I suspect this has something to do with the linearity of tr and the fact
that a linear function is fully specified by its action on a basis. But
I don't see how the relation tr(I) = n would be enough to solve the
problem that way. Recall also that not all matrices are similar to a
diagonal matrix, so I don't see how similarity can be useful here.
Thanks
-sto
achille
Hint: Let E_ij, i,j = 1..n be the nxn-matrix with a
1 at i-th row, j-th column and 0 at other positions.
For i != j, let P_ij = E_ij + E_ji:
What are the products between E_ij and E_jj ?

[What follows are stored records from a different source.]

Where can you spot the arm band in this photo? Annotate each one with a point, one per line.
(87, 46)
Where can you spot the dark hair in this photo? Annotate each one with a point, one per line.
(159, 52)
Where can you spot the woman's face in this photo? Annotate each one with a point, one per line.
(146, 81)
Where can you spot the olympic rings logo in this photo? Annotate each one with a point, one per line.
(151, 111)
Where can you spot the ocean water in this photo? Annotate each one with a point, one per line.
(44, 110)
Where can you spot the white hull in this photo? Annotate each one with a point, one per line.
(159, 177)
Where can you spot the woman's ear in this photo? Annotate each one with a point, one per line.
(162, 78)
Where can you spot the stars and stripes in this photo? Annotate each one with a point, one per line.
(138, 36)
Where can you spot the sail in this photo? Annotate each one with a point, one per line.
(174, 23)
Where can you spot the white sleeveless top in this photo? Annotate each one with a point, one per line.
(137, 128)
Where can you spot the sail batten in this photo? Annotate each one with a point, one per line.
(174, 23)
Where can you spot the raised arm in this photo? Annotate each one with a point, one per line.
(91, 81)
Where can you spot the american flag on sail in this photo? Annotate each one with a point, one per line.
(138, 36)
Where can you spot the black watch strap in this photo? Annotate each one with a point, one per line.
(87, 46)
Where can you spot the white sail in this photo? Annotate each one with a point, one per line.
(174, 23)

What are the products between P_ij and E_ii P_ij ?
Herman Rubin
> and that
> tr(AB) = tr(BA)
> Thanks
> -sto
There is enough information. The matrices similar to a diagonal
matrix form a basis for all matrices, so it enough to
prove it for diagonal matrices. In fact, the matrices
which are 0 except for an element on the main diagonal
and either 0 or another value on the same row or column,
and it is easily seen that the off-diagonal element does
not change the similarity class.
Also, the matrices which are 0 except for one diagonal
element 1 are all similar, so must have the same trace.
Since their sum is I, their trace is 1. The rest follows
easily.
--
This address is for information only. I do not claim that these views
are those of the Statistics Department or of Purdue University.
Herman Rubin, Department of Statistics, Purdue University
hru...@stat.purdue.edu Phone: (765)494-6054 FAX: (765)494-0558
quasi
Hints:
Call your new function Tr and the old one tr, say, so as not to
confuse things. You want to prove Tr = tr.
As you noted, Tr is linear on the space of n x n matrices so it
suffices to prove Tr = tr on a basis.
Consider the set S of n x n matrices with exactly one entry equal to 1
and the rest 0.
First look at those elements of S where the entry of 1 is on the
diagonal. Note that they are all similar to each other, hence Tr gives
the same value on all them. Deduce that Tr must yield a value of 1 for
each of them.
Next look at those elements of S where the entry of 1 is off the
diagonal. Pick one, A, say. Find a matrix B such that AB = 0 but BA =
A. Deduce that Tr(A) is zero.
quasi